A ação de intensificação da imunização contra o sarampo e a febre amarela começou hoje (16) nos municípios de Foz do Iguaçu e Barracão  e segue até o dia 27 de setembro como parte do Movimento Vacina Brasil nas Fronteiras.

A estratégia do Ministério da Saúde prevê o reforço da vacinação em regiões de divisa com outros países e conta com apoio do MERCOSUL e da Organização Panamericana de Saúde (Opas).

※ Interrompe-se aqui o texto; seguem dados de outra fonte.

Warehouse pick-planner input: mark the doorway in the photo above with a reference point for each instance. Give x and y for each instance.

“É um momento importante para sensibilizar e conscientizar sobre a importância de se receber as doses das vacinas, que são seguras e protegem contra as doenças. Os dois municípios se caracterizam por maior suscetibilidade de contágio pelas características de intenso fluxo de pessoas circulando na região da tríplice fronteira. O Paraná tem  nove casos de sarampo confirmados do mês passado para cá e, a febre amarela teve, entre julho de 2018 a julho de 2019, 17 casos confirmados com um óbito”, afirmou o secretário  da Saúde do Estado, Beto Preto.

A intensificação, realizada pelas secretarias municipais,  acontece nas 29 unidades de saúde do Foz do Iguaçu, que é sede da 9ª Regional de Saúde do Estado,  e em três unidades de Barracão, que faz parte da 8ª Regional de Saúde de Francisco Beltrão. “É uma ação pontual, com o objetivo de imunizar pessoas não vacinadas”, explica  a chefe da Divisão de Imunização da Secretaria da Saúde do Paraná (Sesa), Vera Rita da Maia.

Triagem

A vacinação acontece de forma seletiva, dirigida para o público que ainda não foi imunizado.

No caso do sarampo, o Movimento Vacina Brasil nas Fronteiras prevê a aplicação da dose da tríplice viral  para a faixa etária de seis meses a 29 anos.

Para a imunização contra a febre amarela, o protocolo estipula a vacinação para pessoas de nove meses a 59 anos. “Especificamente nesta ação de vacinação contra a febre amarela, o município de Barracão terá a faixa etária estendida para 60 anos ou mais, seguindo Nota Informativa (no. 199) do Ministério da Saúde, sobre imunização em áreas de corredores ecológicos do vírus”, destaca a enfermeira Vera Maia.